We sought to define protective mechanisms of immunity to Staphylococcus aureus and Candida albicans bloodstream infections in mice immunized with the recombinant N-terminus of Als3p (rAls3p-N) vaccine plus aluminum hydroxide (Al(OH(3)) adjuvant, or adjuvant controls. Deficiency of IFN-gamma but not IL-17A enhanced susceptibility of control mice to both infections. However, vaccine-induced protective immunity against both infections required CD4+ T-cell-derived IFN-gamma and IL-17A, and functional phagocytic effectors. Vaccination primed Th1, Th17, and Th1/17 lymphocytes, which produced pro-inflammatory cytokines that enhanced phagocytic killing of both organisms. Vaccinated, infected mice had increased IFN-gamma, IL-17, and KC, increased neutrophil influx, and decreased organism burden in tissues. In summary, rAls3p-N vaccination induced a Th1/Th17 response, resulting in recruitment and activation of phagocytes at sites of infection, and more effective clearance of S. aureus and C. albicans from tissues. Thus, vaccine-mediated adaptive immunity can protect against both infections by targeting microbes for destruction by innate effectors.

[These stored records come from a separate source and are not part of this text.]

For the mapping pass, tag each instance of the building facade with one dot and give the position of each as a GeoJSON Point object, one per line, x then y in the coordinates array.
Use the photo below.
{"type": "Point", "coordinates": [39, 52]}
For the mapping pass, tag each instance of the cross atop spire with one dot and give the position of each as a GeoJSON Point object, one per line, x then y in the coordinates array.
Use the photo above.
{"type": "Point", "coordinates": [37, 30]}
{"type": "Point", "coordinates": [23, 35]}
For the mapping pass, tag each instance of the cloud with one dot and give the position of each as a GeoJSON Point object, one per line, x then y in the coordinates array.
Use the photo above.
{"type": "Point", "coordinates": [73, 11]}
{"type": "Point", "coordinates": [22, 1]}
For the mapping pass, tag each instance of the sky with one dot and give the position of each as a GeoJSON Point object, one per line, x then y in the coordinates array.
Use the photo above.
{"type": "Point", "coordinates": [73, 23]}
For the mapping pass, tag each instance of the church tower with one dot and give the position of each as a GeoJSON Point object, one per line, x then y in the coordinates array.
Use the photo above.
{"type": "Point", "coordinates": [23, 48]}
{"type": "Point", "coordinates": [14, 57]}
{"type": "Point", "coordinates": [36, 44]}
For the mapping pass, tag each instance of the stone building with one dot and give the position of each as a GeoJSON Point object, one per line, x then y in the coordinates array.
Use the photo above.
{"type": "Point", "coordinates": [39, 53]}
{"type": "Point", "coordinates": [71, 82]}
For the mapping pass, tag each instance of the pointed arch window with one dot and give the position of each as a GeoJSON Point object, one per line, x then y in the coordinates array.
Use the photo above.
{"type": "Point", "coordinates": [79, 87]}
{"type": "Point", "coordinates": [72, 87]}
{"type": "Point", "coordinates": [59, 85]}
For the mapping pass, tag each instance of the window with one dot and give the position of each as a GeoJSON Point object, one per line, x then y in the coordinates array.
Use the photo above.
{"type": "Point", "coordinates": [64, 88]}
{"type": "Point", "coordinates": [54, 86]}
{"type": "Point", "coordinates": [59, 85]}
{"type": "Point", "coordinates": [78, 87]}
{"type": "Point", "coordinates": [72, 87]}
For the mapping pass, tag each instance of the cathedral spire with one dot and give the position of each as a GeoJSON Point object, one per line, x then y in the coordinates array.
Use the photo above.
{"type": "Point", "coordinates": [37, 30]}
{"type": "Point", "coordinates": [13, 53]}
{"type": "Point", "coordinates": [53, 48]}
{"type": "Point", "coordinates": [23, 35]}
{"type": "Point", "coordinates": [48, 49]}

Considerable differences in vaccine immunogenicities and efficacies related to the diluent used for aluminum hydroxide adjuvant.

We are developing an anticandidal vaccine using the recombinant N terminus of Als3p (rAls3p-N). We report that although more rAls3p-N was bound by aluminum hydroxide diluted in saline than by aluminum hydroxide diluted in phosphate-buffered saline (PBS), its immunogenicity and efficacy were superior in PBS. Thus, protein binding, by itself, may not predict the efficacy of some vaccines with aluminum adjuvants.